Pakai Ponsel Bisa Tingkatkan Risiko Tumor Otak, Betulkah?
Isu penggunaan ponsel muncul lagi di tengah keberadaan frekuensi 5G.
REPUBLIKA.CO.ID, JAKARTA -- Gelombang radio yang keluar dari ponsel telah menakuti orang selama bertahun-tahun terhadap risiko kanker. Isu itu muncul lagi oleh keberadaan frekuensi 5G yang supercepat dan baru.
Para ahli Oxford University mengatakan, tidak ada bukti bahwa ponsel meningkatkan risiko kanker. Studi para ahli menunjukkan tingkat tumor otak pada perempuan yang menggunakan telepon setiap hari seperti pada perempuan yang tidak pernah menelepon.
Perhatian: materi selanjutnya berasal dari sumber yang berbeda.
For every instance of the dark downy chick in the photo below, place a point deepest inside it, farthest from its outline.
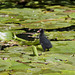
(45, 43)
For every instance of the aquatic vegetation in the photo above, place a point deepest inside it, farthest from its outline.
(24, 55)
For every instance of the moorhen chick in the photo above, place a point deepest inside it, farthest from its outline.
(45, 43)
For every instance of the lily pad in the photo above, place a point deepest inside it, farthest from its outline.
(6, 36)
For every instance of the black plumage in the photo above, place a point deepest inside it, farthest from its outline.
(45, 43)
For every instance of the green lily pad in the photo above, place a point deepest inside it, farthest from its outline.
(6, 36)
(72, 15)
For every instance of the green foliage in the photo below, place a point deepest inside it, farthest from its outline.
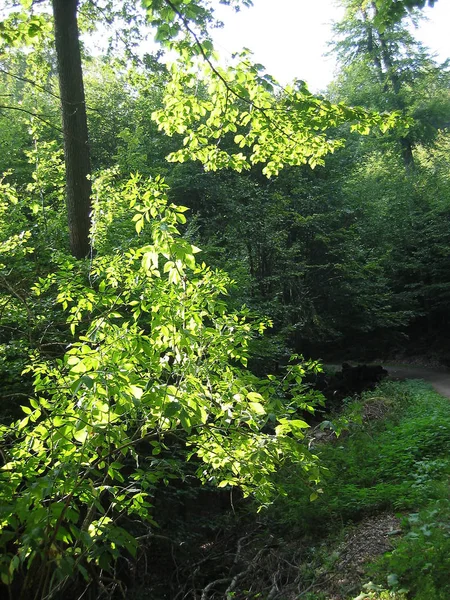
(420, 560)
(290, 128)
(398, 464)
(157, 361)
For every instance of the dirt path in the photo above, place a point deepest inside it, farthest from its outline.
(439, 378)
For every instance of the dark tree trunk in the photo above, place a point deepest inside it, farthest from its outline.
(74, 123)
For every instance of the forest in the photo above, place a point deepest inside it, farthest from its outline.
(207, 281)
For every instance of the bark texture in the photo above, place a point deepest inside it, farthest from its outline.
(74, 124)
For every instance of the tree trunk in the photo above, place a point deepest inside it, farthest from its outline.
(74, 124)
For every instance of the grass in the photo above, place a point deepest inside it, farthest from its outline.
(399, 463)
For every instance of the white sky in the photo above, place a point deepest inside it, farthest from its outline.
(289, 37)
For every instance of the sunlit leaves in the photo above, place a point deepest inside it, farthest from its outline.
(157, 360)
(212, 106)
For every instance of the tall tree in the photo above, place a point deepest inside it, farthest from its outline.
(385, 68)
(74, 122)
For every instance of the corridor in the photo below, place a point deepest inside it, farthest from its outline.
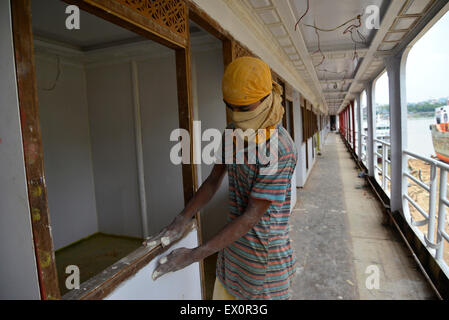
(341, 239)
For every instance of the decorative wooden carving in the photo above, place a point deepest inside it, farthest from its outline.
(240, 51)
(168, 13)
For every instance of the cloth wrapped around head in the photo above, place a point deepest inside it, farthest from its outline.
(246, 81)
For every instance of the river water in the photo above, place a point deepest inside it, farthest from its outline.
(419, 136)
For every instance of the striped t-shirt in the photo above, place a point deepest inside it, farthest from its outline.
(260, 265)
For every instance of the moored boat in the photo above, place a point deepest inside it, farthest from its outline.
(440, 133)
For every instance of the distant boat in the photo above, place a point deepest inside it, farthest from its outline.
(440, 133)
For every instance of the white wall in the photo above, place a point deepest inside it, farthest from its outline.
(18, 276)
(208, 72)
(181, 285)
(67, 159)
(302, 173)
(111, 117)
(159, 113)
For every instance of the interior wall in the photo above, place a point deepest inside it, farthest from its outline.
(67, 159)
(159, 115)
(111, 116)
(208, 72)
(184, 284)
(18, 276)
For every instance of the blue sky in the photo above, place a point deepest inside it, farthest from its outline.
(427, 70)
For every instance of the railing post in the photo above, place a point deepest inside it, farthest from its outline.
(371, 127)
(441, 214)
(395, 67)
(432, 203)
(384, 167)
(359, 125)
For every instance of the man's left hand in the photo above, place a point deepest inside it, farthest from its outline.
(178, 259)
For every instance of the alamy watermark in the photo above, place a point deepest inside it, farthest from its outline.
(234, 146)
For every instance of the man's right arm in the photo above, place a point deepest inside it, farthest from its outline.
(204, 194)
"Hasil ini mendukung bukti yang berkembang bahwa penggunaan ponsel dalam kondisi biasa tidak meningkatkan risiko tumor otak," kata penulis studi Kirstin Pirie dilansir The Sun, Kamis (31/3/2022).
Data dari 776 ribu perempuan berusia di atas 50 tahun di Inggris menunjukkan tidak ada hubungan antara penggunaan ponsel dan kemungkinan terkena kanker. Responden perempuan tersebut ditanyai tentang ponsel mereka pada 2001 dan pada 2011.
Pada 2011, sebanyak 75 persen orang berusia 60-an, dan setengah dari mereka yang berusia akhir 70-an, masih menggunakan ponsel. Sebanyak 3.268 wanita dalam penelitian tersebut, yang terungkap dalam Journal of National Cancer Institute, mengembangkan tumor otak.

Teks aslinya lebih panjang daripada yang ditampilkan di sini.